Important to mention that for sendpage() MSG_SENDPAGE_NOTLAST is
always set if @more flag is true.  We know that the footer of a
message will follow, @more will be false and all data will be
pushed out of the socket.

Signed-off-by: Roman Penyaev <rpenyaev@suse.de>
---
 include/linux/ceph/messenger.h |   3 +
 net/ceph/messenger.c           | 141 ++++++++++++++++++++++-----------
 2 files changed, 97 insertions(+), 47 deletions(-)

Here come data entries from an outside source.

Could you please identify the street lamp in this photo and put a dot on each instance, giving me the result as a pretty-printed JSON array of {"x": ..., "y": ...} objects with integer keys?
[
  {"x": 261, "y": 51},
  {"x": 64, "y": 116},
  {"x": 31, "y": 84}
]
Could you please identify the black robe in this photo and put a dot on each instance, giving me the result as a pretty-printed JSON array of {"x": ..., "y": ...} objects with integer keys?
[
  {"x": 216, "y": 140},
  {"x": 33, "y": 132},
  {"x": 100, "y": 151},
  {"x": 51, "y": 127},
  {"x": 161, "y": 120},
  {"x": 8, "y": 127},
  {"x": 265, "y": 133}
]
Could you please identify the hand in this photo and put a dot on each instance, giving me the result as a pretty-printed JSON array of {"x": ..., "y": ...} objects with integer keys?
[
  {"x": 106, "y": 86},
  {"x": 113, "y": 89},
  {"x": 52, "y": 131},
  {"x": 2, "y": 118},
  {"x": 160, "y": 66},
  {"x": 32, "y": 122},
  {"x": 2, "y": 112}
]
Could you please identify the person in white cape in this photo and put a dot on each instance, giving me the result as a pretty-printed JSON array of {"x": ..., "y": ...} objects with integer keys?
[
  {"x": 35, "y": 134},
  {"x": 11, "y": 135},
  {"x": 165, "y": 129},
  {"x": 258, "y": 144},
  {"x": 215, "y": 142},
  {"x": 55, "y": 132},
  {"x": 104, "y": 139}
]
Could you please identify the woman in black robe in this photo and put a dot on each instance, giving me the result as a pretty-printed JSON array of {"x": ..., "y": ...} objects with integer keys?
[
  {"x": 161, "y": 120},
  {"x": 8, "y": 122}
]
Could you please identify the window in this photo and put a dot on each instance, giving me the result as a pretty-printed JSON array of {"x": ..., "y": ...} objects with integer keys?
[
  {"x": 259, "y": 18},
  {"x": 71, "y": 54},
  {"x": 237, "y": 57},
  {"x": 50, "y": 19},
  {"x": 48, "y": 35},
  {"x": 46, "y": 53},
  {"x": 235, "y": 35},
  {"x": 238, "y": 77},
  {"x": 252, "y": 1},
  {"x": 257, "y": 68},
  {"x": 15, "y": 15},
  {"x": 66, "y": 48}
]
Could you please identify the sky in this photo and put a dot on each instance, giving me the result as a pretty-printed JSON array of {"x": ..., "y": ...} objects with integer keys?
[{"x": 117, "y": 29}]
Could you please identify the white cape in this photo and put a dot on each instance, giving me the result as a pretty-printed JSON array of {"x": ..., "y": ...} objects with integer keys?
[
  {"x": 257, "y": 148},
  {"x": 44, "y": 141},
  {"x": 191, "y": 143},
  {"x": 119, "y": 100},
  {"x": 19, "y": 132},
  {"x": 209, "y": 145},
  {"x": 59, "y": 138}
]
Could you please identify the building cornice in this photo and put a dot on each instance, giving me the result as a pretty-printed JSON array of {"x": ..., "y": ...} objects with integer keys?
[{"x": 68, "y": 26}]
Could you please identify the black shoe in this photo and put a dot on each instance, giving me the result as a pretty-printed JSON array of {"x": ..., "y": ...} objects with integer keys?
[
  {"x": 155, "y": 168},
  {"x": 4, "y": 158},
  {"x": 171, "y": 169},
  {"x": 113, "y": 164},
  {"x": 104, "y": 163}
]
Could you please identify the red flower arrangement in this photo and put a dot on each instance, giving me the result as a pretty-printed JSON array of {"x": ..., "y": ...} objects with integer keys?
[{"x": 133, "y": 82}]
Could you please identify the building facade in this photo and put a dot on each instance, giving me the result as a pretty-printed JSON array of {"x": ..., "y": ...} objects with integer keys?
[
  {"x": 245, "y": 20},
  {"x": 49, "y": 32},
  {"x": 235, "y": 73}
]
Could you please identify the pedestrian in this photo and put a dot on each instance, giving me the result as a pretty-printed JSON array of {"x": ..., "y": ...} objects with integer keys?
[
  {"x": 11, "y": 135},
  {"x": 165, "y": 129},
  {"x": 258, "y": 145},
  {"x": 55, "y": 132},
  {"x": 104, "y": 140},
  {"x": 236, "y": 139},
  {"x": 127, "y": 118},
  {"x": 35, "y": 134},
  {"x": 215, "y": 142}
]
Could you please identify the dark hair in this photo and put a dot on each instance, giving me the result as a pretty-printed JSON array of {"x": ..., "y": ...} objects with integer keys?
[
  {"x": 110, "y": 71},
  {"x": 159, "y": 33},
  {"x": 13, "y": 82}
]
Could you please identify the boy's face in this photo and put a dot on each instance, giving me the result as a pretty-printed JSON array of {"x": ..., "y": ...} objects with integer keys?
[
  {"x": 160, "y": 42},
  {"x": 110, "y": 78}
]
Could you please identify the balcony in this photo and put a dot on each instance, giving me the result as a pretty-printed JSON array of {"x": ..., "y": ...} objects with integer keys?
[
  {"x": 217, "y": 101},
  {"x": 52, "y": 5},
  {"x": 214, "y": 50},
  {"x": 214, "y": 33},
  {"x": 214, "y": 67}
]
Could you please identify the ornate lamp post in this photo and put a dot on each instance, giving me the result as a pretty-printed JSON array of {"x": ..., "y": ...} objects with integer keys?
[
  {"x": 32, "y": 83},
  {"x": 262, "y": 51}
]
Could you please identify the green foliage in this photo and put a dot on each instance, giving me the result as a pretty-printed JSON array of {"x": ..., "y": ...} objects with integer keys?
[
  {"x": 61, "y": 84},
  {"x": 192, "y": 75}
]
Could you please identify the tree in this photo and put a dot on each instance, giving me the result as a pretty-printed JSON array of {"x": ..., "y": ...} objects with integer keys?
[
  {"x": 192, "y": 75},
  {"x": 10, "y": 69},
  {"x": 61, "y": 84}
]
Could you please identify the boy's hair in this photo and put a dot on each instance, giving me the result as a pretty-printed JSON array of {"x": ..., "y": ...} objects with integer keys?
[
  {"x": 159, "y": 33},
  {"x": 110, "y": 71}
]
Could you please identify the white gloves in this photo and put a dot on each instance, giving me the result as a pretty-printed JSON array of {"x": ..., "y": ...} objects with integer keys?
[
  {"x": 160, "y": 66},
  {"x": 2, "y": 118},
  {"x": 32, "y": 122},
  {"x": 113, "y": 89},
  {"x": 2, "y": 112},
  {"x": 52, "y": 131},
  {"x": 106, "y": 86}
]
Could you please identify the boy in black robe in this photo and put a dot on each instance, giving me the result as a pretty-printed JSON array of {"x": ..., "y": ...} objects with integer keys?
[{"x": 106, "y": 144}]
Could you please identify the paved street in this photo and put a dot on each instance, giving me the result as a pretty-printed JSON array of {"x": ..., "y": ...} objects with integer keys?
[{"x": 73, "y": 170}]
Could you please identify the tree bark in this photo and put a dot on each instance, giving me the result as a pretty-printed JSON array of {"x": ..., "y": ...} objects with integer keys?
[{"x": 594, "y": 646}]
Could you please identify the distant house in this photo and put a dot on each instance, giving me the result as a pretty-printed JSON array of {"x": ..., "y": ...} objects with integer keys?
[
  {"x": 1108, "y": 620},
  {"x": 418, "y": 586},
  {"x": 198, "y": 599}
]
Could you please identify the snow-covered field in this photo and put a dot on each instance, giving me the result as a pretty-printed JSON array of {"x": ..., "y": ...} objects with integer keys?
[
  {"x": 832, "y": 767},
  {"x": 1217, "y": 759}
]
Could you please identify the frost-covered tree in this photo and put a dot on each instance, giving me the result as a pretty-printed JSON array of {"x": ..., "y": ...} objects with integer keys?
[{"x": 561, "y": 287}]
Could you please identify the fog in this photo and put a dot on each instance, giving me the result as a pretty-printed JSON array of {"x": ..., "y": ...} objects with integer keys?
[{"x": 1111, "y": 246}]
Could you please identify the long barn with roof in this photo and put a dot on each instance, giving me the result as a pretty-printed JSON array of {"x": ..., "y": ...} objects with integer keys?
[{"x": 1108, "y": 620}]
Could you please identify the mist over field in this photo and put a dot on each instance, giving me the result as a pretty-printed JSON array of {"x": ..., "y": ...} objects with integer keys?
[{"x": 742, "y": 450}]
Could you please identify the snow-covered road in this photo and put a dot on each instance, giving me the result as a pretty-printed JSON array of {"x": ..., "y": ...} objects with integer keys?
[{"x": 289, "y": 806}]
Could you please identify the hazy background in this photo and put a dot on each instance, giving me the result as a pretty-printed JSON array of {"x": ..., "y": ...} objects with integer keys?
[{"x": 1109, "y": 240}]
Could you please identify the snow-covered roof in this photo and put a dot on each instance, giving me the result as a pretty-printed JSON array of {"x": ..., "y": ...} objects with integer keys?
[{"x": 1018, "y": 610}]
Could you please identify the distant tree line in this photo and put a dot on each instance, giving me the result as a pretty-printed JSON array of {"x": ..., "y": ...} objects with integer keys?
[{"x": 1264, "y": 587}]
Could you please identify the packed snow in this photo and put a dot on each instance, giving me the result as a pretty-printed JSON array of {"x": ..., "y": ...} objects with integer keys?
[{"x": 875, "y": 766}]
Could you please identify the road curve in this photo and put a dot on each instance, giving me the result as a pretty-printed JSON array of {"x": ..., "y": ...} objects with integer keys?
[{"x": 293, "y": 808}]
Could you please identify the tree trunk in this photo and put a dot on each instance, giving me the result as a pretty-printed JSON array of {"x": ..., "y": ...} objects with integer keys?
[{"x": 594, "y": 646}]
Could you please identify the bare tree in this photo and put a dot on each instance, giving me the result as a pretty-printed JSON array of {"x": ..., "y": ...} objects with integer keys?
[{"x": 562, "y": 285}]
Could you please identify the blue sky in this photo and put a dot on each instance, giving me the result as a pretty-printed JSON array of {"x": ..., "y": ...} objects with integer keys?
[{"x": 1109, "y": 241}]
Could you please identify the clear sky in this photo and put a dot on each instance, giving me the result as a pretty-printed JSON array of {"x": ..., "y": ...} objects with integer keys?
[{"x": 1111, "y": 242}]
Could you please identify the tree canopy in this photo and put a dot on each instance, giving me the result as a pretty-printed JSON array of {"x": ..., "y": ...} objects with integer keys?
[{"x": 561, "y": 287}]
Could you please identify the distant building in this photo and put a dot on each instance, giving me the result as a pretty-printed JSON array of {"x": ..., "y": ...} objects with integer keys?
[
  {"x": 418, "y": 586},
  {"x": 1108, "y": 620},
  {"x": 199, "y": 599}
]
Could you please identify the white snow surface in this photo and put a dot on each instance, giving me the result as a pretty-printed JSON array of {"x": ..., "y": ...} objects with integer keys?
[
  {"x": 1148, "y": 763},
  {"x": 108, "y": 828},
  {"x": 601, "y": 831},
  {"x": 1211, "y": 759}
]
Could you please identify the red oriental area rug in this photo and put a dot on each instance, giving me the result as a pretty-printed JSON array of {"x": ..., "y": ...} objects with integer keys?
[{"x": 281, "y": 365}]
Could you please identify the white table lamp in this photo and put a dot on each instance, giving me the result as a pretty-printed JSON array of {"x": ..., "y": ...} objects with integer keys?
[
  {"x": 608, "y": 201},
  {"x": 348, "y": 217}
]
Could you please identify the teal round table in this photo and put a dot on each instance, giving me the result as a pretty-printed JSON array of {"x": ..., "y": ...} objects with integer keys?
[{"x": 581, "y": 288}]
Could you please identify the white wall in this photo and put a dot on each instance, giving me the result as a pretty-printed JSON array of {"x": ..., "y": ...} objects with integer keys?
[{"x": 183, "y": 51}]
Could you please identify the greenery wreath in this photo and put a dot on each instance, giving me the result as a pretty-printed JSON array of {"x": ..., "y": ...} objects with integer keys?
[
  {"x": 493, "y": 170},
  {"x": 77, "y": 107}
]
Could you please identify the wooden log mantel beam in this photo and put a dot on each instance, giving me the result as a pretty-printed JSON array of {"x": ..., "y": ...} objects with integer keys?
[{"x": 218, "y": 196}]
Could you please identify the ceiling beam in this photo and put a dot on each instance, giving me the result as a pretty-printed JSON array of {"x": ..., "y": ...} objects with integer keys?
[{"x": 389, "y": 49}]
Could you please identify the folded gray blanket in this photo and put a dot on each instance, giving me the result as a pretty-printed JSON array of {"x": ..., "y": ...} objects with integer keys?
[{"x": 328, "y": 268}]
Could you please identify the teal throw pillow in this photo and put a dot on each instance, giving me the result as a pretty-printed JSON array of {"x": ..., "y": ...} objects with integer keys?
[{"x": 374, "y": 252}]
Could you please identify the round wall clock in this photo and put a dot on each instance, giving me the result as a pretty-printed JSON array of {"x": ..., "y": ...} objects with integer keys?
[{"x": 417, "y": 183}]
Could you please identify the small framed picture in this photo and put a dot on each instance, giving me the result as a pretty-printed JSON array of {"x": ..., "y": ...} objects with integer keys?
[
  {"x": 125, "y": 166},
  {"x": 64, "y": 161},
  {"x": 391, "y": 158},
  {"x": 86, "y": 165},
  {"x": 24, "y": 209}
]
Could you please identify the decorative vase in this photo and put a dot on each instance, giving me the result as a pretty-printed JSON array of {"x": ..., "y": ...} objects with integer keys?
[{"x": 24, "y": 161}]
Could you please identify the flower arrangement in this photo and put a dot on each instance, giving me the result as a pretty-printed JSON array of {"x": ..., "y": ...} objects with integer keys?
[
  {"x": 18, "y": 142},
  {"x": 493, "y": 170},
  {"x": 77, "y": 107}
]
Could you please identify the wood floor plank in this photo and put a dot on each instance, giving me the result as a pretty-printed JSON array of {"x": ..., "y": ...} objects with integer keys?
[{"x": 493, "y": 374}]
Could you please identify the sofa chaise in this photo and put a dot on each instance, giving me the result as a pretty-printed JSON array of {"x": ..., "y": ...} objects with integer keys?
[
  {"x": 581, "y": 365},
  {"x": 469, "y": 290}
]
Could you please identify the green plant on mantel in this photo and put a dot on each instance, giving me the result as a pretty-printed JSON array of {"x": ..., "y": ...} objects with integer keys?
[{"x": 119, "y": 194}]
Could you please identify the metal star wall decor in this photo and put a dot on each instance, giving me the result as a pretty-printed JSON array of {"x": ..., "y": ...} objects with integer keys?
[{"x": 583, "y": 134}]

diff --git a/include/linux/ceph/messenger.h b/include/linux/ceph/messenger.h
index 424f9f1989b7..044c74333c27 100644
--- a/include/linux/ceph/messenger.h
+++ b/include/linux/ceph/messenger.h
@@ -192,6 +192,9 @@ struct ceph_msg_data_cursor {
 	size_t			total_resid;	/* across all data items */
 
 	struct ceph_msg_data	*data;		/* current data item */
+	struct iov_iter         iter;           /* iterator for current data */
+	struct bio_vec          it_bvec;        /* used as an addition to it */
+	unsigned int            direction;      /* data direction */
 	size_t			resid;		/* bytes not yet consumed */
 	bool			last_piece;	/* current is last piece */
 	bool			need_crc;	/* crc update needed */
diff --git a/net/ceph/messenger.c b/net/ceph/messenger.c
index 08786d75b990..709d9f26f755 100644
--- a/net/ceph/messenger.c
+++ b/net/ceph/messenger.c
@@ -523,6 +523,22 @@ static int ceph_tcp_recvmsg(struct socket *sock, void *buf, size_t len)
 	return r;
 }
 
+static int ceph_tcp_recviov(struct socket *sock, struct iov_iter *iter)
+{
+	struct msghdr msg = { .msg_flags = MSG_DONTWAIT | MSG_NOSIGNAL,
+			      .msg_iter = *iter };
+	int r;
+
+	if (!iter->count)
+		msg.msg_flags |= MSG_TRUNC;
+
+	r = sock_recvmsg(sock, &msg, msg.msg_flags);
+	if (r == -EAGAIN)
+		r = 0;
+	return r;
+}
+
+__attribute__((unused))
 static int ceph_tcp_recvpage(struct socket *sock, struct page *page,
 		     int page_offset, size_t length)
 {
@@ -594,6 +610,42 @@ static int ceph_tcp_sendpage(struct socket *sock, struct page *page,
 	return ret;
 }
 
+/**
+ * ceph_tcp_sendiov() - either does sendmsg() or 0-copy sendpage()
+ *
+ * @more is true if caller will be sending more data shortly.
+ */
+static int ceph_tcp_sendiov(struct socket *sock, struct iov_iter *iter,
+			    bool more)
+{
+	if (iov_iter_is_bvec(iter)) {
+		const struct bio_vec *bvec = &iter->bvec[0];
+		int flags = more ? MSG_MORE | MSG_SENDPAGE_NOTLAST : 0;
+
+		/* Do 0-copy instead of sendmsg */
+
+		return ceph_tcp_sendpage(sock, bvec->bv_page,
+					 iter->iov_offset + bvec->bv_offset,
+					 bvec->bv_len - iter->iov_offset,
+					 flags);
+	} else {
+		struct msghdr msg = { .msg_flags = MSG_DONTWAIT | MSG_NOSIGNAL,
+				      .msg_iter = *iter };
+		int r;
+
+		if (more)
+			msg.msg_flags |= MSG_MORE;
+		else
+			/* superfluous, but what the hell */
+			msg.msg_flags |= MSG_EOR;
+
+		r = sock_sendmsg(sock, &msg);
+		if (r == -EAGAIN)
+			r = 0;
+		return r;
+	}
+}
+
 /*
  * Shutdown/close the socket for the given connection.
  */
@@ -1086,12 +1138,7 @@ static bool ceph_msg_data_pagelist_advance(struct ceph_msg_data_cursor *cursor,
 }
 
 /*
- * Message data is handled (sent or received) in pieces, where each
- * piece resides on a single page.  The network layer might not
- * consume an entire piece at once.  A data item's cursor keeps
- * track of which piece is next to process and how much remains to
- * be processed in that piece.  It also tracks whether the current
- * piece is the last one in the data item.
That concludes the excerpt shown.